On the third hit the crude pot cracked. Sarge tapped it a few more times to extend the crack. Blood spilled out. The fired clay was thick, and bore the marks of the fingers that had shaped it.

They opened the pot. It was a vicious kind of egg. The inside of the shell was lined with sharp bamboo splinters, smeared with chocolate-brown shit.


They had to hump Eraserhead back to the old church on a stretcher fashioned out of rain-slicks and long black M-16s. It took seven hours. Eraserhead sobbed the whole time, though Spoiler raved and threatened to kill him if he didn’t shut up. Mark thought he was crying more from fear and a certain outrage than pain, but by the time they got him to their base camp, his foot had swollen to twice its normal size, and streamed clear serum from a score of red-rimmed holes.

The rain broke not long after they arrived. Just before sunset a polliwog-shaped Mi-8 Hip utility chopper motored in from Da Nang. It touched down beside the church, and a crew of khaki-clad medics bundled the now-quiescent Eraserhead aboard. They seemed to be trying to hold the stretcher at arm’s length, to avoid all contact with the patient. Most dinks—uh, Vietnamese—don’t think black people are human, any more than they think jokers are, Sarge had told him once. Eraserhead was both.

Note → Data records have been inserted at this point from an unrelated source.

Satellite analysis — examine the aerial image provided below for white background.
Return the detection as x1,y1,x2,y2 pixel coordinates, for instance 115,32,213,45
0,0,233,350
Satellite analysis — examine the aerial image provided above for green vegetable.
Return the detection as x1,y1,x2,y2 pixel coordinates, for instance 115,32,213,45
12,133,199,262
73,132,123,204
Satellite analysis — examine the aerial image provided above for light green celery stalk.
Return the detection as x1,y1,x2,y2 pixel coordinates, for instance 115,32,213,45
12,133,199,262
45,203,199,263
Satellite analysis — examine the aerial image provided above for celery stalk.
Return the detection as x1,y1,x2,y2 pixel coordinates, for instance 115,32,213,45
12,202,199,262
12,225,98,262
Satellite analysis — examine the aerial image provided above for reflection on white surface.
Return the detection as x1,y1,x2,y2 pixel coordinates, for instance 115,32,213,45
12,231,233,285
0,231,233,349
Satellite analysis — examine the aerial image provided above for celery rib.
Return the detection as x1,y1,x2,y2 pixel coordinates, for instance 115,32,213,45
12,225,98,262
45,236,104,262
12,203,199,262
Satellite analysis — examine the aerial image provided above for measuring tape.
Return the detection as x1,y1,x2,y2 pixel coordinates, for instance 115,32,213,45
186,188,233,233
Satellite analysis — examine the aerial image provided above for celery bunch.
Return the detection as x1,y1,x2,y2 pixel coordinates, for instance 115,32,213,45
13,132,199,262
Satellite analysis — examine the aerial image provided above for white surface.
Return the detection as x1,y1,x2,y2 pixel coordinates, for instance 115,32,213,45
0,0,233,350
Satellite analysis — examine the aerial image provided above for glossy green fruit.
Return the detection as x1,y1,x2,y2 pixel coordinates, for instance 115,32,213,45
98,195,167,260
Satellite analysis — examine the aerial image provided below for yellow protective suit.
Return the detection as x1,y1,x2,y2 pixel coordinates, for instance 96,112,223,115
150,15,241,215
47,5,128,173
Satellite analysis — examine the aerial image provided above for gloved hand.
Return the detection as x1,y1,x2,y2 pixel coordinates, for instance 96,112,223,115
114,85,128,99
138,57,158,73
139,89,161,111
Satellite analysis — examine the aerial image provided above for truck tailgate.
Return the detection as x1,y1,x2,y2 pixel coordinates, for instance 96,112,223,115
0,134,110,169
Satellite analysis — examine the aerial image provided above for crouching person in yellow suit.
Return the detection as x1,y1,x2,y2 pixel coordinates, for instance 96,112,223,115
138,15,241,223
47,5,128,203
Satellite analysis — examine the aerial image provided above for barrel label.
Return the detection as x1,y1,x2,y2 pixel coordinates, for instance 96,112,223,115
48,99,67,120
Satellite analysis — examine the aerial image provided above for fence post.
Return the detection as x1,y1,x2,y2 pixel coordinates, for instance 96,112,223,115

Mark had wanted to ask Sergeant Hamilton why, if the Vietnamese were so prejudiced against jokers and blacks—and Sarge was both those things too—he had volunteered to come back and fight for them. He hadn’t had the nerve.

“Stay hard, man,” Mario called after Eraserhead. “The Rox lives!” Some of the old-timers sneered, but none said anything.

As the Hip lifted off, Croyd came out of the apparent trance he’d been in since they finally stumbled back up the hill. He rose from the base of the church’s pocked wall and wandered over to stand next to Mark.

“All right, everybody,” Sarge told the quiet crowd after the chopper’s rotor thunder had dwindled enough to permit speech. “We all got better things to do than stand around with our mouths open collecting flies. Or if not, I can sure as hell think of a few.”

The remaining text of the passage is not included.